The Arnesonian Sandbox and The First Hexcrawl

Author: DHBoggs /

 When I looked previously at the Lake Gloomy material (HERE) from early summer 1972, I focused on organizing the material in a user friendly manner.  The presentation of Arneson's Loch Gloomin material in the FFC seems as if it was typed directly from his notes with little thought of clarity for the reader.

The focus of this posts relates to the actual nature of the game which the notes describe, that being what we might today label as a sandbox hexcrawl

For the first year of gaming in the Northern Marches, play had focused in and around Blackmoor Castle and town surroundings, with perhaps the occasional foray north to Glendower.

With the exile of a significant portion of the Blackmoor PC's into the western swamp town of Loch Gloomin aka Lake Gloomy, a whole new chapter opened up, and it was a chapter without a large central dungeon.

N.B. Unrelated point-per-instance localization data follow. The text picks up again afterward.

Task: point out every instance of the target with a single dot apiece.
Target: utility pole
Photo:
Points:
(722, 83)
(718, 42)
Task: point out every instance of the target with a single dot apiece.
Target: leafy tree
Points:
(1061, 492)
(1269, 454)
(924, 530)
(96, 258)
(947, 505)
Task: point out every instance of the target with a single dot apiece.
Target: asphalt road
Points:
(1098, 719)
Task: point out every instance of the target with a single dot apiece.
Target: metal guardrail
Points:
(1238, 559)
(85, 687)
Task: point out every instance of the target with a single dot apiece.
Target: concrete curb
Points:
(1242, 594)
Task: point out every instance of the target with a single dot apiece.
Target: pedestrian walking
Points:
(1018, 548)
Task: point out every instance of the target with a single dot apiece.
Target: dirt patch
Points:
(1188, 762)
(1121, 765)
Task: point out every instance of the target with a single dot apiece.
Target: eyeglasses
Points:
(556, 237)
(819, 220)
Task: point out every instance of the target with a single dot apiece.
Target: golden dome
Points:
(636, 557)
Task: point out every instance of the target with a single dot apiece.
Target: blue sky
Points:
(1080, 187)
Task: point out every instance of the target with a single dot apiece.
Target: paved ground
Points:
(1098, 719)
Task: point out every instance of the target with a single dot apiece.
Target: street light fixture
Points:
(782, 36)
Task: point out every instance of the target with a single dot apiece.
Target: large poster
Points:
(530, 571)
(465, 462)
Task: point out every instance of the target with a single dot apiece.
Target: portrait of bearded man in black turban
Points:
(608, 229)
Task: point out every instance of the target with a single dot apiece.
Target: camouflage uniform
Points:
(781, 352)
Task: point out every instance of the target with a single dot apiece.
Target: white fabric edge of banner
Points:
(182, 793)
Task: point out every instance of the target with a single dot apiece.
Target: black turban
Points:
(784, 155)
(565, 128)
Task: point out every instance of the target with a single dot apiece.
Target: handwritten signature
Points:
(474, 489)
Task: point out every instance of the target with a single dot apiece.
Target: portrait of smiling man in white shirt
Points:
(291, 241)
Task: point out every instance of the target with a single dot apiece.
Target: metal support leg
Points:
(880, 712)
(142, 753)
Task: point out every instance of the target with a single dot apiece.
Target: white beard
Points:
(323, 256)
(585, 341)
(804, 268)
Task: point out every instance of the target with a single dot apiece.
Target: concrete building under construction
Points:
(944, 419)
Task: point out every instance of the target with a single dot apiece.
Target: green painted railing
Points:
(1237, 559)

Yes, there was still a town to call home base, but the town itself did not have an underworld full of treasure.  One had to go out in the world to find gold.  Arneson was forcing his players to explore the world beyond the dungeon.

In creating Lake Gloomy, Arneson was again creating a whole new kind of gaming - the Hexcrawl, and mind you this was months before Outdoor Survival was released.

He set the area up on a 10 * 10 miles per square grid with Loch Gloomen at the center, as if the whole were a wargame board.  Then he determined there would be "Twelve Special areas located in random directions... and distances..." (FFC 77:86)

He then created the tables and rolled the rolls to determine exactly what those "special areas" would be, such as haunted cemeteries, abandoned mansions, monster-filled cave complexes and so on - all as detailed in the previous post linked above.

Further, he employed rules he created for overland travel, probably made earlier, but if not, certainly by this time - the same travel rules that morphed into those of D&D as I explained in this post on the 18 pages of notes (HERE).  Rates are in 10 mile squares. (FFC 77:34)

Likewise rules for wilderness wandering monsters, as seen here (and previously discussed HERE), which again formed the bases of those in D&D, at least in the categories.   (FFC 77:34)

One square at a time (usually), Arneson's players could move out of the town and find what adventures may await them.  Being outdoors and unconstrained by walls and tunnels, this new kind of adventuring was entirely different from dungeon dives yet it was built on several of the same principles in dungeon design and stocking Arneson had already worked out.  The wilderness, in a sense, was a horizontal dungeon level on a larger time and distance scale, but it was free and open in ways a dungeon never could be.  In developing the Loch Gloomin hexcrawl Arneson created methods that allowed his players to explore the world - methods used by gamemasters to this day.


paleologos said...

Fantastic post - thanks!

A great example of how Arneson's Blackmoor campaign set the template for the D&D Basic/Dungeon, Expert/Wilderness paradigm.

(...and even the Companion/Domain game using the Blackmoor bunch, as you've explained in previous posts!)